An efficient XML parser for JS. Unmaintained, incomplete, and probably buggy.

Primary LanguageJavaScriptMIT LicenseMIT

streamingjsxmlparser

An efficient XML parser for JS. Implements part of the XML specification.

  • Streaming: This algorithmic optimization makes it several times faster than a typical XML parser.
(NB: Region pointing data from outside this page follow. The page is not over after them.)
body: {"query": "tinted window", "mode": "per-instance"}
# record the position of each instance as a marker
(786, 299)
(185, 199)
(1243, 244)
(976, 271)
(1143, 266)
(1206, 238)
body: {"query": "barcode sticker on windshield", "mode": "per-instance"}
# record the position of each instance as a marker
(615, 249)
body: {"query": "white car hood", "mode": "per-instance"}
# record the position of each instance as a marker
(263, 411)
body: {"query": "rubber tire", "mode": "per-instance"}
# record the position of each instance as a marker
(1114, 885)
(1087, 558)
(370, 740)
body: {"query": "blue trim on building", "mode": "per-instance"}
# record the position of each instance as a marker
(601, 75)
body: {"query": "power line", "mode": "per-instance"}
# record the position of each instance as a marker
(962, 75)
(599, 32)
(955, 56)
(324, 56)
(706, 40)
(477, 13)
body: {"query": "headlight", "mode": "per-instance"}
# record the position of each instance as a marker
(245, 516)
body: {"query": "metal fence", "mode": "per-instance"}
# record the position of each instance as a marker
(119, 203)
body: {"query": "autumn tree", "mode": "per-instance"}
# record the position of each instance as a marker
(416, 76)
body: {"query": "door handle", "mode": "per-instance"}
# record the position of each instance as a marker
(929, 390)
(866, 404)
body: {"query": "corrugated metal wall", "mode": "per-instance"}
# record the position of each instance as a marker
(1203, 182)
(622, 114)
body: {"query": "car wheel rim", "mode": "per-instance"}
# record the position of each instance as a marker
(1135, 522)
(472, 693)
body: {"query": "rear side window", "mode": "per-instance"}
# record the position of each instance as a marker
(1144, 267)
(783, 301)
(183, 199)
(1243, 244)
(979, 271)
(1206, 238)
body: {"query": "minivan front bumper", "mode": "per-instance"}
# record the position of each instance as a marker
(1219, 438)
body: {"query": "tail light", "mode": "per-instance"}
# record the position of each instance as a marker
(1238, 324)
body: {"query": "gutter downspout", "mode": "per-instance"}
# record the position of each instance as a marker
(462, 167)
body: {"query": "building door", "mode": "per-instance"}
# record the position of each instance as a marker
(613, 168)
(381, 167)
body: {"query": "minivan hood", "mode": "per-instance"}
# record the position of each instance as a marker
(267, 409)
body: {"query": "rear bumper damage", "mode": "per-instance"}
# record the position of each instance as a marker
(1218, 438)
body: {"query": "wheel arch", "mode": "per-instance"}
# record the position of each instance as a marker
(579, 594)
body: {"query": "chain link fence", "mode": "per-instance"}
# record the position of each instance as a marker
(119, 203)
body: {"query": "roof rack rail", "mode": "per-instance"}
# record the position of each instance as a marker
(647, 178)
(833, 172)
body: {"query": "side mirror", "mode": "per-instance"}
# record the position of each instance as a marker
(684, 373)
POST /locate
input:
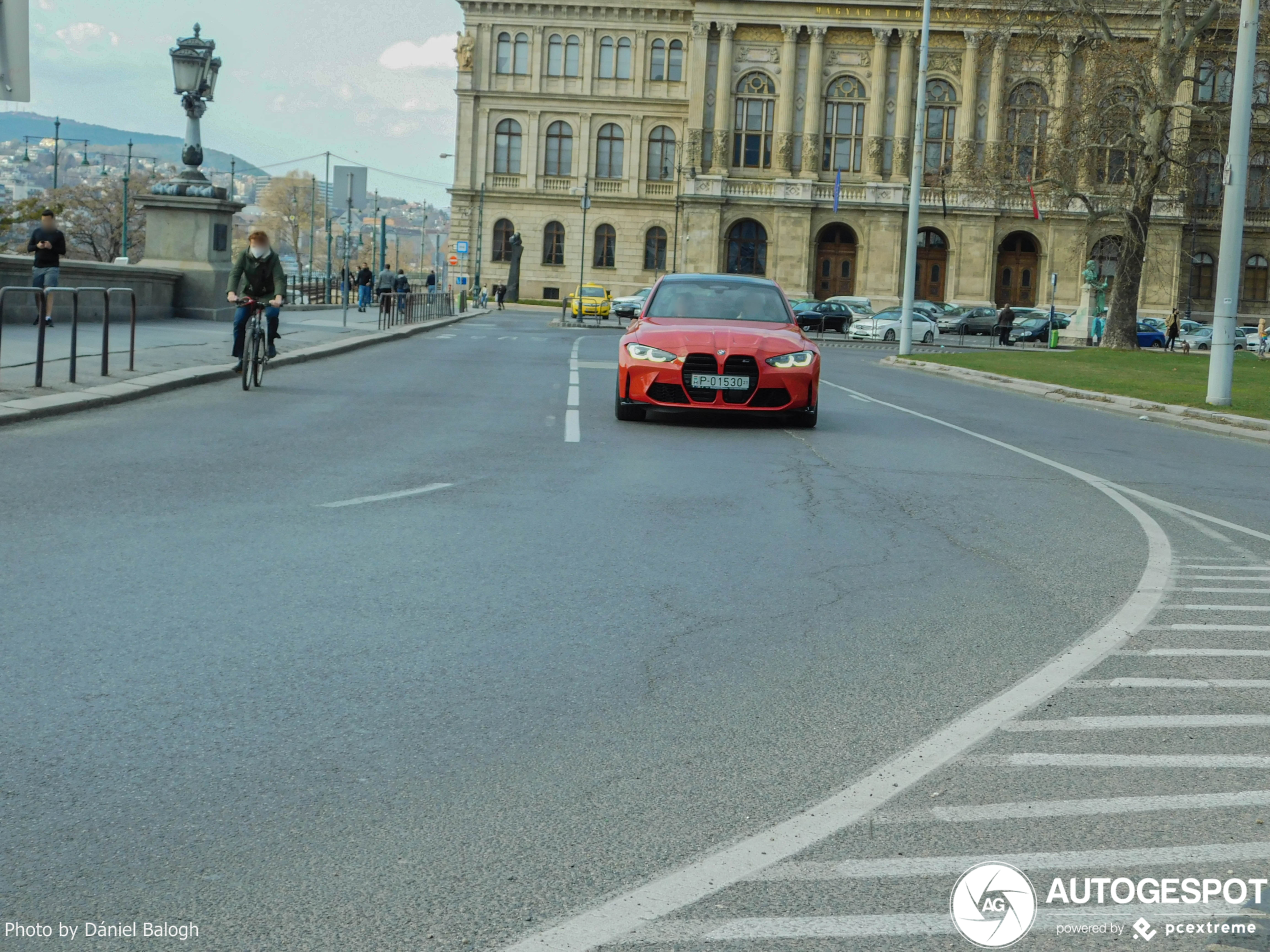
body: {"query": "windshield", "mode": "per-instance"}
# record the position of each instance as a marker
(719, 301)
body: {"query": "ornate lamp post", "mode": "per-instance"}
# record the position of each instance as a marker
(194, 70)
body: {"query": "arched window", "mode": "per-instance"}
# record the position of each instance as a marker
(675, 62)
(504, 57)
(657, 67)
(661, 154)
(1259, 180)
(521, 66)
(1255, 278)
(556, 55)
(559, 149)
(756, 106)
(844, 125)
(1204, 81)
(553, 243)
(624, 59)
(1202, 272)
(654, 249)
(608, 57)
(507, 147)
(1208, 178)
(940, 128)
(608, 151)
(572, 56)
(1026, 118)
(747, 248)
(1116, 160)
(502, 247)
(606, 247)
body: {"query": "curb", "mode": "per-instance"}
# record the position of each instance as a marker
(1207, 421)
(107, 394)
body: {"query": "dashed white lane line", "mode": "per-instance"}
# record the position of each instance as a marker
(1186, 762)
(382, 497)
(732, 864)
(1137, 723)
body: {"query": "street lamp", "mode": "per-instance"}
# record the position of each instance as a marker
(194, 71)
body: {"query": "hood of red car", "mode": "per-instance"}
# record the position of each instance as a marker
(682, 335)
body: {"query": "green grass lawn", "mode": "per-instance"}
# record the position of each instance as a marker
(1165, 379)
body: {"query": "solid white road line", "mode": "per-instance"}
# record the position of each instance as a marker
(1138, 723)
(748, 856)
(1095, 807)
(1210, 762)
(1071, 860)
(382, 497)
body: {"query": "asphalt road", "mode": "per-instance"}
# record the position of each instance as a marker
(450, 719)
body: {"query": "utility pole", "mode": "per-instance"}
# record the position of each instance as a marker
(915, 188)
(1221, 365)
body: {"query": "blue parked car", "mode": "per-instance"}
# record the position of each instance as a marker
(1148, 335)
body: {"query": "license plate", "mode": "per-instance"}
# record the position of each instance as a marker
(719, 381)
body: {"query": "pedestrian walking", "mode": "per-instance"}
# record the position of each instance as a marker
(48, 244)
(384, 286)
(1005, 321)
(365, 278)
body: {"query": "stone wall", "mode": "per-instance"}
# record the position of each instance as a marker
(156, 288)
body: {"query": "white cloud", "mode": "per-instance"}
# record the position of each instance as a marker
(434, 53)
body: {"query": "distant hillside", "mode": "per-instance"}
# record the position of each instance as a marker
(110, 140)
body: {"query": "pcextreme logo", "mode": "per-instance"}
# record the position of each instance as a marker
(994, 906)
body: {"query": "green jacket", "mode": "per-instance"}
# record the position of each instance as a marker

Rationale: This parser does not build a tree, which causes memory allocation and creates GC pressure. Instead, it parses in a stream, looking at it character-by-character. Modern superscalar CPUs are very efficient at those types of operations.

How to use it

Streaming APIs are used by building an internal state and collecting information as you traverse the tree.

Example

import { XMLParser } from './xmlparser.mjs'
class MyParser extends XMLParser {
  emitData(data) {
     console.log("Encountered data:", JSON.stringify(data))
     this.data = '' // mark data as processed
  }
  emitStartTag(name, attributes) {
     console.log("Encountered a start tag:", name, attributes)
  }
  emitEndTag(name) {
     console.log("Encountered an end tag:", name)
  }
}

Results in:

Encountered a start tag: html {}
Encountered a start tag: head {}
Encountered a start tag: title {}
Encountered data: "Test"
Encountered an end tag: title
Encountered an end tag: head
Encountered data: "\n            "
Encountered a start tag: body {}
Encountered a start tag: h1 { key: 'value' }
Encountered data: "This is a heading!"
Encountered an end tag: h1
Encountered an end tag: body
Encountered an end tag: html

Tips and tricks

Using a streaming parser is like writing a for loop over all events.

Warning

This is not an HTML parser. HTML is more complex, because it supports features such as:

  • Self-closing tags: <p>a<p>b turns into <p>a</p><p>b</p> because p is a self-closing tag.
  • Quoteless attributes: <h1 class=heading> works as well as <h1 class="heading">.